Nearly 20% of stoves meet new emission standards; wood boilers lag behind
By John Ackerly and Melissa Bollman, Alliance for Green Heat
Of the 518 wood and pellet stoves currently on the market in the US, 91 or about 18% are certified to the stricter emission standards that are set to take effect on May 15, 2020. In general, smaller companies with fewer models tend to be more prepared for the 2020 deadline than larger companies with many models. Pellet stoves can meet the 2020 emission standards relatively easily, and some companies that make only pellet stoves have fully 2020 compliant product lines. [Update: as of May 2019, 25% of stove models are 2020 certified and now can be easily viewed on the EPA's new searchable database of certified stoves.]
While more and more wood and pellet stoves are meeting the new emission standards, American wood boiler companies are still struggling to make boilers clean enough to be certified to 2020 standards. The wood heater industry appears to be waging legislative and legal battles that will benefit the outdoor wood boiler industry the most. For the wood stove manufacturing community, a sell-through for retailers appears to be the most important type of relief. The Alliance for Green Heat supports no more than a one-year sell-through for wood heater retailers.
Meanwhile, Senators are preparing an amendment or bill that would provide $75 million a year for 6 years for a national change-out program fund, a staggering amount of money that could spur sales of 2020 compliant stoves. The bill also contains a one-year sell-through provision for retailers. Industry is not supporting this amendment as of now, opting for a bill with 3 year delay of NSPS deadlines without any funding for change outs.

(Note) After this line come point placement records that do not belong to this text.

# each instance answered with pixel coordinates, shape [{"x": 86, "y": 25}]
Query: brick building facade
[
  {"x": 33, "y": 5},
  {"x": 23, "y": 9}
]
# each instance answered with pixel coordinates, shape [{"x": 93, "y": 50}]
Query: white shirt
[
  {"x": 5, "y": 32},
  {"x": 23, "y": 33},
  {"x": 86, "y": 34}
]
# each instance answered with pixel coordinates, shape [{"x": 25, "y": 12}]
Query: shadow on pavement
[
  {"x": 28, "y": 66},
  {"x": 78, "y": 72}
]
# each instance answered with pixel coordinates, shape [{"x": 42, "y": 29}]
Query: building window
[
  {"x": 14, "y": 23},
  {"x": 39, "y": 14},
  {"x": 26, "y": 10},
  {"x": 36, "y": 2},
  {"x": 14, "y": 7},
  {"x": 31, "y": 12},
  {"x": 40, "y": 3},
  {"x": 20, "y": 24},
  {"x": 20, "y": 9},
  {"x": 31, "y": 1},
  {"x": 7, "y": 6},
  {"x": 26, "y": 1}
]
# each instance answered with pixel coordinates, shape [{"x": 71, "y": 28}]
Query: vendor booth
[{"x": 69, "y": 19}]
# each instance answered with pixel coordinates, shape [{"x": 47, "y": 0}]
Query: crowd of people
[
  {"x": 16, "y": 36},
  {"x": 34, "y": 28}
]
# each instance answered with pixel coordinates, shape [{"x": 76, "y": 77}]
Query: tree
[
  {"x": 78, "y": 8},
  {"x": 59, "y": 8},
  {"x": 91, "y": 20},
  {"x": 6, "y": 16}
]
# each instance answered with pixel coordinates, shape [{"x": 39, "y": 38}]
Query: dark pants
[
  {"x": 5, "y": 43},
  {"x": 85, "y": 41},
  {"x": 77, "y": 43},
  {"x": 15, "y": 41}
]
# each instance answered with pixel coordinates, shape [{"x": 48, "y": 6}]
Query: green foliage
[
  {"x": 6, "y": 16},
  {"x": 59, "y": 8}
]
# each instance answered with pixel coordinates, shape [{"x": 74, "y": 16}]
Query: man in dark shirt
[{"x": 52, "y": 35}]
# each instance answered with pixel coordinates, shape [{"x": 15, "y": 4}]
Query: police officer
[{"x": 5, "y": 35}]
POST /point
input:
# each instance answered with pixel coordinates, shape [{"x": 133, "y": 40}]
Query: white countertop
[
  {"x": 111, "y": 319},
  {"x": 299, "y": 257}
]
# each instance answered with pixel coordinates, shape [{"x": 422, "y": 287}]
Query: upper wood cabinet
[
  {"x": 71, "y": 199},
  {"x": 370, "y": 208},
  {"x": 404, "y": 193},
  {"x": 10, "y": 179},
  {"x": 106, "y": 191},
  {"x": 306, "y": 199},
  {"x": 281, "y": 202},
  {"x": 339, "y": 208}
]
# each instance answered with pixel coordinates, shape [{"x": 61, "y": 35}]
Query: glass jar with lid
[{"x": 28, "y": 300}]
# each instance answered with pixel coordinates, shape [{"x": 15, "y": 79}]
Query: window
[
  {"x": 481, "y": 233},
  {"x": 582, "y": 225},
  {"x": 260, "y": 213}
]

One dilemma underlying the transition to stricter standards is that manufacturers are still recertifying virtually all of their stoves with cribwood, not cordwood. Thus, the opportunity to shift toward stricter emission standards with the fuel homeowners use—cordwood—was not achieved with the 2015 NSPS. Even if industry succeeds in getting a 3-year delay for the standards, it is not at all certain that manufacturers will opt to test to cordwood standards. Until one or more states or incentive programs require stoves to be certified with cordwood, there may be little incentive for manufacturers to test with a cordwood protocol.
Stove compliance trends
Several smaller pellet stove manufacturers’ product lines are entirely 2020 compliant. The chart below shows the number of 2020 compliant models produced by smaller stove manufacturers (manufacturers are considered small if they produce between 2 and 10 certified stoves on the EPA list; manufacturers with only one EPA certified wood or pellet stove in production are not included.)
Furnace and boiler compliance trends
The wood and pellet boiler and furnace industries appear to be exhibiting similar patterns. Only ten (9%) boiler models (eight cordwood and two pellet) and one forced-air furnace, a cordwood model by Lamppa, are certified as 2020 compliant, according to the EPA lists which were last updated in June.
Some boiler and furnace manufacturers are planning to stop manufacturing boilers or leading an aggressive campaign not only to delay the 2020 standards but also to significantly weaken emission standards for outdoor and indoor wood boilers.